Research efforts have centred on thyroid hormone analogues, which can penetrate cell membranes independently of MCT8, with intracellular effects similar to T3. Preclinical studies in mice demonstrated that the thyroid hormone analogue diiodothyropropionic acid (DITPA) could normalize serum TSH concentrations and markers of peripheral thyrotoxicosis. However, DITPA treatment did not significantly improve neurocognitive symptoms in patients.


Triiodothyroacetic acid (Triac), another thyroid hormone analogue, showed promise in improving brain development and peripheral symptoms when administered directly after birth. Triac effectively reduced high serum T3 concentrations and improved clinical and biochemical features of thyrotoxicosis in a phase II trial involving MCT8 deficiency patients. Some patients treated early in life showed a trend toward improved neurodevelopment. Transplacental passage of Triac has also been observed, making it a potential candidate for prenatal treatment.


Additionally, the thyroid hormone analogue sobetirome has been explored, although its effects on peripheral symptoms and safety profile remain unclear.


Efforts to restore MCT8 function have involved gene therapy using adeno-associated virus 9 (AAV9) vectors containing human MCT8 cDNA, which increased cerebral thyroid hormone signalling in mice. Similar approaches have shown promising results in zebrafish models.

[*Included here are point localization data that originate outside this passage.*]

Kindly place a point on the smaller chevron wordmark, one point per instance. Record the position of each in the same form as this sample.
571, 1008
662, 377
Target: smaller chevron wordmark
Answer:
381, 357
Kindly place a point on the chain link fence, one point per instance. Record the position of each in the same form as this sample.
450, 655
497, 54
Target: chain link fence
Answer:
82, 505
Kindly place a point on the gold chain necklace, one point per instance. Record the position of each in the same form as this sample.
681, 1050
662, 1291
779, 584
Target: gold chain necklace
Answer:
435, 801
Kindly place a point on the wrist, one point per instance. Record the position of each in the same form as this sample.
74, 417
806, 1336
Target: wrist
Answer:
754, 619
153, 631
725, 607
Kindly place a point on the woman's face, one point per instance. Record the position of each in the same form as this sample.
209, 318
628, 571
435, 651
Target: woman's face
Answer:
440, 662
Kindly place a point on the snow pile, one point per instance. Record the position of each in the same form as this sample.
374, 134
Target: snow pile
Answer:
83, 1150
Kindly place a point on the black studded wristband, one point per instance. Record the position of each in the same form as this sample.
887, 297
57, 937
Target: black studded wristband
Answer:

However, the effects of these therapies on peripheral symptoms and their safety profiles require further exploration.


In addition, chemical chaperones have been investigated to enhance the stability and trafficking of mutant MCT8, potentially increasing thyroid hormone transport across cell membranes. These chaperones have shown varying effects in different cell models, but their impact on the overall clinical and neurocognitive phenotype remains unclear and largely untested in animal models.


Conclusion

In summary, Allan-Herndon-Dudley syndrome (AHDS) is an exceptionally rare genetic disorder that profoundly affects both the nervous system and peripheral functions of those affected. The condition arises due to mutations in the SLC16A2 /MCT8 gene, which impairs the transport of crucial thyroid hormones into brain cells. Given its rarity, AHDS poses unique challenges in terms of diagnosis and treatment.

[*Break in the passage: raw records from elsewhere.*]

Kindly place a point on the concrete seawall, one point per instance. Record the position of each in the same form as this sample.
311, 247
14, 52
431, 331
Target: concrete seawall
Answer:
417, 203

The diagnostic process typically involves a combination of clinical evaluation, genetic testing to identify SLC16A2 gene mutations and assessments of thyroid hormone levels. Genetic testing is especially crucial for confirming an AHDS diagnosis.


Presently, there is no cure for AHDS, and treatment primarily revolves around symptom management and enhancing the overall quality of life. This involves a multifaceted approach encompassing physical and speech therapy, nutritional support, and ongoing monitoring of thyroid function.


Recent research initiatives have explored various potential treatments, such as thyroid hormone analogues, gene therapy, and chemical chaperones. While some of these approaches have shown promise in mitigating peripheral symptoms, their effectiveness in addressing the neurocognitive deficits associated with AHDS remains uncertain. It is clear that further research is essential to develop effective therapies for this complex condition.

AHDS represents a medical challenge due to its limited prevalence and intricate nature.


Consequently, ongoing research efforts and collaboration among healthcare professionals are crucial to advancing our understanding and improving the lives of individuals grappling with this disorder.